Use it only for media you are comfortable processing through that service, and check the provider's privacy and retention terms before uploading sensitive recordings.
Anyone with the token could potentially use the associated Nemo session or credits until it expires or is rotated.
The skill relies on a bearer token for the Nemo backend. This is expected for the integration and the artifact tells the agent not to display token values.
"Check if `NEMO_TOKEN` is set in the environment"; "The response `data.token` is your NEMO_TOKEN"; "Include `Authorization: Bearer <NEMO_TOKEN>`"
Keep NEMO_TOKEN out of chat messages and logs, and rotate or remove it if you believe it was exposed.
The agent may contact the external service and continue workflow API calls as part of normal use.
The skill allows automatic backend setup and follow-on API calls based on backend workflow messages. This is purpose-aligned, but it increases the importance of keeping actions scoped to the user's request.

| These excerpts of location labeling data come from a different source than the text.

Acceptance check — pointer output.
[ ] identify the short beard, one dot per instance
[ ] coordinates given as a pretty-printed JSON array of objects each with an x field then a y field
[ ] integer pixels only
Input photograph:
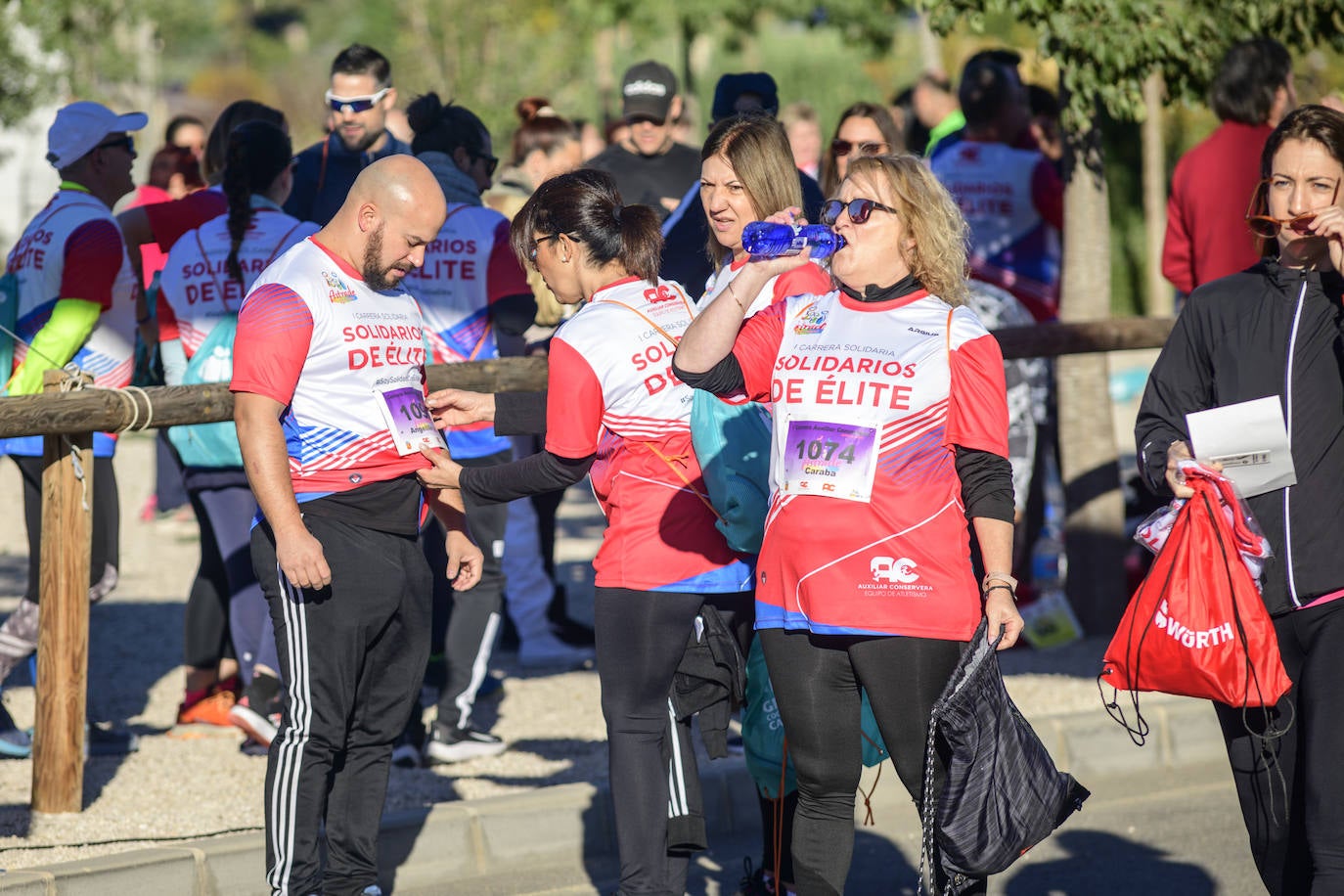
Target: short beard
[
  {"x": 377, "y": 277},
  {"x": 363, "y": 143}
]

"When a user first opens this skill, connect to the processing backend automatically"; "The backend responds as if there's a visual interface. Map its instructions to API calls"
Before uploading or exporting, confirm the requested operation and avoid giving broad instructions if you only want a transcript.
A user expecting only transcript extraction may not realize the workflow can involve broader cloud video editing/rendering behavior.
The artifact presents itself as a video-to-text converter but also documents MP4 rendering and broader video editing/generation actions.
"Get text transcripts ready to post" and "download 1080p MP4 when it's done"; "Everything else (generate, edit, add BGM…) | → §3.1 SSE"
Review the skill behavior before use and phrase requests narrowly if you only want transcription.